Il insistait en tremblant :
— Il faut, il faut que je vous voie encore, je ne vous toucherai pas si cela vous déplaît, je vous admirerai, il faut que je vous admire.
Elle promit.
Elle pensa beaucoup à cette entrevue qui lui réservait de légitimes satisfactions. De temps à autre le souvenir de M. de Sernaves l’effleurait, mais affaibli, nullement cruel. C’étaient plutôt des réminiscences de leurs minutes heureuses que son esprit sécrétait sans aucune amertume. Elle conservait la certitude qu’elle avait aimé à la folie et que, seules, des circonstances s’étaient opposées à sa fuite, des obstacles vagues, qu’elle ne cherchait pas à préciser.

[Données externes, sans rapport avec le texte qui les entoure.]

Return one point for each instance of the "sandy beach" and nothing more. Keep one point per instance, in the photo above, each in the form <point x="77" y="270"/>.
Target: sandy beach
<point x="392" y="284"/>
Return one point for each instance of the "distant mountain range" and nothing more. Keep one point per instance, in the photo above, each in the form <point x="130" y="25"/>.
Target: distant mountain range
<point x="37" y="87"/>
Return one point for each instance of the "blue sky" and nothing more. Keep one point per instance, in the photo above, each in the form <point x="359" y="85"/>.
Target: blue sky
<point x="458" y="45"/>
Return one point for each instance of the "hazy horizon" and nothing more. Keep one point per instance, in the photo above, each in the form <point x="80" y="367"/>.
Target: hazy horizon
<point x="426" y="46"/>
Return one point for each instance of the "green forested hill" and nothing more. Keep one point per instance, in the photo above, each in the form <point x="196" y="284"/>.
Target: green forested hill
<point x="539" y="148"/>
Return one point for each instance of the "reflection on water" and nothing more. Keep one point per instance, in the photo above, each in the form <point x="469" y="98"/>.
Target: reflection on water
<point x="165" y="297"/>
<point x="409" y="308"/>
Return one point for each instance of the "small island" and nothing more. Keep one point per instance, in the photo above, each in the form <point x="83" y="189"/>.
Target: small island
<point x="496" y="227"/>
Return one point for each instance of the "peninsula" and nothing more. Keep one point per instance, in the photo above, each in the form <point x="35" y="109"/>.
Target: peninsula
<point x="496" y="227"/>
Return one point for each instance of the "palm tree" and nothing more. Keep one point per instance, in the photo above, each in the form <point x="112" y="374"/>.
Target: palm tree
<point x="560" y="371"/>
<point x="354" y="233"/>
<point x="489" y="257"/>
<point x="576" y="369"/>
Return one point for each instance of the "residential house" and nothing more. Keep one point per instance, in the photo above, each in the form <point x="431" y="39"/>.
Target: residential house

Le vendredi elle se réveilla mal à l’aise. La glace lui renvoya des traits tirés, des paupières battues. Elle fit sa toilette en hâte, sans ce bel entrain et ces apprêts multiples qui d’ordinaire marquaient ses matins de combat. Son corps lui-même lui parut moins attrayant, ses chairs moins fermes. Elle craignit un examen trop sévère. Et comme seul l’aiguillonnait l’orgueil de se dévêtir devant un artiste (n’avait-il point une longue chevelure, un chapeau mou et une cravate flottante ?), la perspective de ce rendez-vous perdit tout son charme.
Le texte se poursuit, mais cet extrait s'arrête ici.